# Longmire



## mechman (Feb 8, 2007)

We're well into season two of this great series. Anyone besides Sonnie and I enjoying this one?

Think Longmire killed his wife's murderer? Or was it Henry? Keep in mind I'm behind about 3 shows.


----------



## ericzim (Jun 24, 2012)

The wife and I absolutely love this show. Right now it looks like Henry is the likely killer but that might change anytime.


----------



## mechman (Feb 8, 2007)

I'm all caught up and yeah it does appear that Henry took away Walt's satisfaction. Election coming next Monday!


----------



## chashint (Jan 12, 2011)

I have been watching from day 1.
Took my wife a few episodes to get into it, but now she is all in too.
Sometimes I still think hey there's Starbuck or she's a Cylon when I see Katee Sackhoff.


----------



## mechman (Feb 8, 2007)

chashint said:


> Sometimes I still think hey there's Starbuck or she's a Cylon when I see Katee Sackhoff.


I hear ya! The whole Battlestar Gallactica series is what made me stick it out with Defiance this year. I'm hoping they can get that one going a bit better next season.


----------



## chashint (Jan 12, 2011)

Me too.


----------



## mechman (Feb 8, 2007)

After last night, it looks like we'll get at least another season. :T


----------



## Sonnie (Apr 11, 2006)

This is really a great show.


----------



## mechman (Feb 8, 2007)

Anyone catch it last week. I thought I heard them say there were two episodes left this season. Did anyone else hear that? That would mean we're getting 13 episodes rather than the standard fare 12. :T


----------



## ericzim (Jun 24, 2012)

mechman said:


> Anyone catch it last week. I thought I heard them say there were two episodes left this season.
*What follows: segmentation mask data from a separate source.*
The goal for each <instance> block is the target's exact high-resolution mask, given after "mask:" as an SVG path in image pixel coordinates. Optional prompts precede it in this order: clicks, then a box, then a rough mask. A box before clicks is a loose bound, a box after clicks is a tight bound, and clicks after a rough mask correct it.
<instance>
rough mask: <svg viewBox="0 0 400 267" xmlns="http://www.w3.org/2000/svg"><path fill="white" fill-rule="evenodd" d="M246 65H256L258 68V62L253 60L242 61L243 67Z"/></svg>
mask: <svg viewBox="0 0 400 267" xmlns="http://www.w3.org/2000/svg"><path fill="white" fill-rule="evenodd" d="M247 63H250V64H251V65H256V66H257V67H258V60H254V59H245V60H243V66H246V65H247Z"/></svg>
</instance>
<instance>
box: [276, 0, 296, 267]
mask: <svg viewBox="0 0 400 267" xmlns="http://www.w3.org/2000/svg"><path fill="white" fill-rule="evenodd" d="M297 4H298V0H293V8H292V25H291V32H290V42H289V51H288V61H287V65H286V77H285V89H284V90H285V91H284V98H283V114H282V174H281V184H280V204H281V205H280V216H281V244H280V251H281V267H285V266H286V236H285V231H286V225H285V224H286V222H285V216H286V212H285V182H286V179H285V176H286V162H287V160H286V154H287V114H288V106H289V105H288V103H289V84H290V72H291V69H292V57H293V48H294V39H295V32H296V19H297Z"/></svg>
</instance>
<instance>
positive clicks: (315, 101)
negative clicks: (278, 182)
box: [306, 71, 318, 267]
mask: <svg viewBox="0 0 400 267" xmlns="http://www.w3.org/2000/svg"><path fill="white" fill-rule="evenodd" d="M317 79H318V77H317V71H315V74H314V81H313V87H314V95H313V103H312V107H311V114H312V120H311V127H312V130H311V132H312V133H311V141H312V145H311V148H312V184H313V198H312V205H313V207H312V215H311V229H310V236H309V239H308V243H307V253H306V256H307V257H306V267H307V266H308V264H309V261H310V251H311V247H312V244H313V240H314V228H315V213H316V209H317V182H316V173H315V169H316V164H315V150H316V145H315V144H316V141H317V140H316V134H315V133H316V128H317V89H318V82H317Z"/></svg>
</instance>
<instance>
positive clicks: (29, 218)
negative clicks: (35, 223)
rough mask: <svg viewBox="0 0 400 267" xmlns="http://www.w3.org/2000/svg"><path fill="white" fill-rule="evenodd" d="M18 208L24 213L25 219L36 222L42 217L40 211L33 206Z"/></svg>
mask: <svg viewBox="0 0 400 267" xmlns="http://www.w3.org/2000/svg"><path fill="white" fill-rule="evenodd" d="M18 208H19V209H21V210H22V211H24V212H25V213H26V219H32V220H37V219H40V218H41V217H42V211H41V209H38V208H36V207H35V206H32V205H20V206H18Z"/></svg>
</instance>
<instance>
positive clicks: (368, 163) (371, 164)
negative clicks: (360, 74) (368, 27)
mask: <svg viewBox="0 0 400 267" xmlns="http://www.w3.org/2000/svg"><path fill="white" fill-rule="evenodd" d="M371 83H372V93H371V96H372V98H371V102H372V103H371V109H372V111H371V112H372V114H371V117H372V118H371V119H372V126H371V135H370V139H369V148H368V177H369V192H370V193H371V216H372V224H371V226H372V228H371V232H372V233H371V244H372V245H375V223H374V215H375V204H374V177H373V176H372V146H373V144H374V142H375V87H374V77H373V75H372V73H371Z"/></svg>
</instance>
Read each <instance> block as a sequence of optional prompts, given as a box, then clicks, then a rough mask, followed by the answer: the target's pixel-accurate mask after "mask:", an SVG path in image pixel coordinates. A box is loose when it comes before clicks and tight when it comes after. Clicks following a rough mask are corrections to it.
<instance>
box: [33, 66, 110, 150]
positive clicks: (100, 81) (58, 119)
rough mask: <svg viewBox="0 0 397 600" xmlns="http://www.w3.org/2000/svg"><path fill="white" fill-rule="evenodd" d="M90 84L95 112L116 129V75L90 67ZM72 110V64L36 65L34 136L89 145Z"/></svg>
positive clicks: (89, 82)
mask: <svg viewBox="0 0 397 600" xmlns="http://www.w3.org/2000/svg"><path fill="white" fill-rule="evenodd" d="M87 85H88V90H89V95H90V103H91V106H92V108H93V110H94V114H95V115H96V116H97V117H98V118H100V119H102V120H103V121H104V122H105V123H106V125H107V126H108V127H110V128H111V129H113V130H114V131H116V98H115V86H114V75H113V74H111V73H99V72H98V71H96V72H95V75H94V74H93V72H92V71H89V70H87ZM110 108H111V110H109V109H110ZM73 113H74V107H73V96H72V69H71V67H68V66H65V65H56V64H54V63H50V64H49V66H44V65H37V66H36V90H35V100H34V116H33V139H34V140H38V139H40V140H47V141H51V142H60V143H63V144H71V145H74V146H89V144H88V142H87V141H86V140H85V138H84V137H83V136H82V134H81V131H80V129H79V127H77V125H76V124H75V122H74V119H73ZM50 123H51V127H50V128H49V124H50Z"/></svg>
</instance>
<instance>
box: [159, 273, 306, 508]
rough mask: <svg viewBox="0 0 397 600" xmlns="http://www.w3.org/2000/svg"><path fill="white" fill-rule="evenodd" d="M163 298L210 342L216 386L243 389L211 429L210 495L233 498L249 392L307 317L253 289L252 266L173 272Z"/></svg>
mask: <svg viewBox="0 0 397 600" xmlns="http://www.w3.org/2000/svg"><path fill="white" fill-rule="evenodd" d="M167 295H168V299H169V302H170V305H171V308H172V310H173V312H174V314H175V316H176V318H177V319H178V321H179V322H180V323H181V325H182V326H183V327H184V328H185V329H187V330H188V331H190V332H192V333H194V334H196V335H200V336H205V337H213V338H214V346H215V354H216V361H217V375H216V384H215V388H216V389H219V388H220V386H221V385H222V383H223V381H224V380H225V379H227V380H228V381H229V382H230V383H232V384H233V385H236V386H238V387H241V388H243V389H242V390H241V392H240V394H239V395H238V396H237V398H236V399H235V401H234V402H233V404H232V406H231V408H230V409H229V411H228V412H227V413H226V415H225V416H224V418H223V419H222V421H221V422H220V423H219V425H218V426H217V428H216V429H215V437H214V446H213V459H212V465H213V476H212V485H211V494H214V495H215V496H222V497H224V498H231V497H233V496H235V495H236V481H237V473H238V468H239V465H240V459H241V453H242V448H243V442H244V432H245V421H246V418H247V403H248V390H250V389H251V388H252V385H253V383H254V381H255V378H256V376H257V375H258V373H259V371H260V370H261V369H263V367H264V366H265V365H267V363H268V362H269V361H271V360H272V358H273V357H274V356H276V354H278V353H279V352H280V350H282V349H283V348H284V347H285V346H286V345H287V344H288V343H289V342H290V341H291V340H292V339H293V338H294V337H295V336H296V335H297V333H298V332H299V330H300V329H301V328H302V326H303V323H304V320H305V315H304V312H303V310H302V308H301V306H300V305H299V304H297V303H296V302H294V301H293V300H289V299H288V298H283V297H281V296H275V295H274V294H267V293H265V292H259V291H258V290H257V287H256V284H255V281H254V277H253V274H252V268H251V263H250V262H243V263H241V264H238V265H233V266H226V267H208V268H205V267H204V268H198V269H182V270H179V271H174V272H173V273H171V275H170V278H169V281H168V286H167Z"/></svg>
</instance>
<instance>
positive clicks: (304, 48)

Did anyone else hear that? That would mean we're getting 13 episodes rather than the standard fare 12. :T


I thought I heard as well 2 more episodes.


----------



## Sonnie (Apr 11, 2006)

I must have missed that part... probably not paying attention. Actually if it was during the previews for next week, I don't ever watch those.


----------



## mechman (Feb 8, 2007)

Yeah I thought I heard it right before I deleted it so it would have been right at the beginning of the previews.


----------